A Limited Liability Company (“LLC”) provides personal liability protection to its owners, as well as the tax and management flexibility. Both of these advantages have resulted in the increased use of LLC’s for aircraft ownership. However, in order for the FAA to accept an application for aircraft registration submitted by an LLC, the aircraft owner needs to comply with the registration requirements of 14 C.F.R. Part 47.
One of those requirements is that the LLC must meet the U.S. citizenship requirements of 14 C.F.R. § 47.3. One of the ways to prove to the FAA that the LLC does, in fact, satisfy those requirements is to submit a “Statement in Support of Registration by a Limited Liability Company” (“LLC statement”). Although this isn’t the only way to prove citizenship to the FAA, it is one of the most common methods.
In the LLC statement, the LLC must identify its members and confirm whether each of its members is a U.S. citizen. However, if one of the members is another LLC, the FAA will require an additional LLC statement for that member LLC identifying its members and confirming that those members are also U.S. citizens. The idea is that the FAA wants to drill down to identify which of the individuals involved are U.S. citizens and then determine whether the LLC qualifies as a U.S. citizen under 14. C.F.R. § 47.2. If that second (or third, if necessary) LLC statement isn’t filed, the FAA will not register the aircraft until it either receives the LLC statement(s) or it receives other proof (usually organizational documents for the LLC) showing the citizenship of the members.
When all of the LLC’s individual or entity members are U.S. citizens, then the LLC will be considered a U.S. citizen. If all of the individuals or entity members are not U.S. citizens, in order for the LLC to be satisfy the citizenship requirement, 2/3 of its officers/managers satisfy U.S. citizenship AND whether 75% of the voting interest of the LLC is controlled by individuals or entities meeting U.S. citizenship requirements.

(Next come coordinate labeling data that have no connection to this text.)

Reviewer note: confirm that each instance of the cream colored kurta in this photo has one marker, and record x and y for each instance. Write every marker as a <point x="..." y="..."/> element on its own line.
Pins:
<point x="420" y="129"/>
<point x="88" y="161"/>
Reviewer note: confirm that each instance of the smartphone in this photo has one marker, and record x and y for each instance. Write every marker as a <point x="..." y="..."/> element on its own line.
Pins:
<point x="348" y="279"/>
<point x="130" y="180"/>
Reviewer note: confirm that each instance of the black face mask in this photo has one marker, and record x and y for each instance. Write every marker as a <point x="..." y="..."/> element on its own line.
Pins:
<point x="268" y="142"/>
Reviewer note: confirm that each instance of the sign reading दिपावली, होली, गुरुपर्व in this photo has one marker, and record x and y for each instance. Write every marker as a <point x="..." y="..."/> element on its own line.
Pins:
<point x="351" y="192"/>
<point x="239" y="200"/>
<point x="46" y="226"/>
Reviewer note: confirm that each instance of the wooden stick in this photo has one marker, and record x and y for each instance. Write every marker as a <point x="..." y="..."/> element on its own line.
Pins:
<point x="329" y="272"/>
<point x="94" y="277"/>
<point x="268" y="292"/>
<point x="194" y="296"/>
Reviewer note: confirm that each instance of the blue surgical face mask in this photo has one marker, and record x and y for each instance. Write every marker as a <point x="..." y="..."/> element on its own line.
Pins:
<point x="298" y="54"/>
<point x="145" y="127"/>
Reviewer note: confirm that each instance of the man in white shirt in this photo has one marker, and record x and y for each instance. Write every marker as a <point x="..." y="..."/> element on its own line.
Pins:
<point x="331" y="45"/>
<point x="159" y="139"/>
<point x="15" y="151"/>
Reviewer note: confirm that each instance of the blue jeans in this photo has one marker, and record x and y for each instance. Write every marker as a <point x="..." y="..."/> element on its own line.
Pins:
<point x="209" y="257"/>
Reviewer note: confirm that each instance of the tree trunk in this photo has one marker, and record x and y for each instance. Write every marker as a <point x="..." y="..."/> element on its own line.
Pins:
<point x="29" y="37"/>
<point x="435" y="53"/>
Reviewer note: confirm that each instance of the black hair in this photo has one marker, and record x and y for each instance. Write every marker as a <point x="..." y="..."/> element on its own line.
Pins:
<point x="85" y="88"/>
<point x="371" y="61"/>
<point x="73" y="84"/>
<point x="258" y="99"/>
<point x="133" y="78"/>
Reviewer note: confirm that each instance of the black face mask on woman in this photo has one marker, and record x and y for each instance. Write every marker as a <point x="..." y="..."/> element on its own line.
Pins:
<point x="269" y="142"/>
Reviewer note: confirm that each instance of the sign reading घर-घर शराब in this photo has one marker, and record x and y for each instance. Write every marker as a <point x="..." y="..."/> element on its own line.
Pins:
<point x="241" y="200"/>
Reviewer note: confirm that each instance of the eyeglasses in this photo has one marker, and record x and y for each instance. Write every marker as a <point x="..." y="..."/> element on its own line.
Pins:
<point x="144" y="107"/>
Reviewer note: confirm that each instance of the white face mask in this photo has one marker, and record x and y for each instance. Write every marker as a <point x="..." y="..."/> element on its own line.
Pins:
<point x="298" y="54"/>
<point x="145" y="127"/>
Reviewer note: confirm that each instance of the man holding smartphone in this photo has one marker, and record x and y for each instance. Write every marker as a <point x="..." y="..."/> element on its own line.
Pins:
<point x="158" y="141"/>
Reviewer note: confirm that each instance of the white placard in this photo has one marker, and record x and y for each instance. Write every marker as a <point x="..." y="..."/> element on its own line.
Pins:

Another item on the LLC statement indicates whether the LLC is managed by its members or managers. Whatever answer is provided, that information needs to match the information provided by the LLC on the application for registration. For example, if the LLC statement indicates that the LLC is managed by its members, then the individual who signs the application for registration should indicate his or her title as “member” or “managing member.” On the other hand, if the LLC statement indicates that the LLC is managed by managers, then the individual signing the application should indicate his or her title as “manager” or some variant that includes the word manager (e.g. chief manager, chief financial manager etc.). If the LLC statement and the application for registration do not match, the FAA will reject the application.
Additionally, although an LLC may also be managed by officers, if the individual signs the application for registration as an officer (e.g. president, vice-president, treasurer etc.) the LLC statement will not be sufficient for the FAA to determine whether that individual has the appropriate authority. In that case, the FAA will reject the application unless it also receives the LLC’s operating agreement or some other documentation evidencing the officer’s authority to sign on behalf of the LLC.
Applying for registration of an aircraft with the FAA on behalf of an LLC can be tricky. The aircraft owner(s) using an LLC to own an aircraft need to carefully dot the “i’s” and cross the “t’s” to ensure that the FAA will accept the LLC’s application and register the aircraft. Understanding the LLC statement and the FAA’s requirements can help you avoid some of the “gotcha’s” that can cause problems for an aircraft owner trying to register an aircraft with the FAA using an LLC.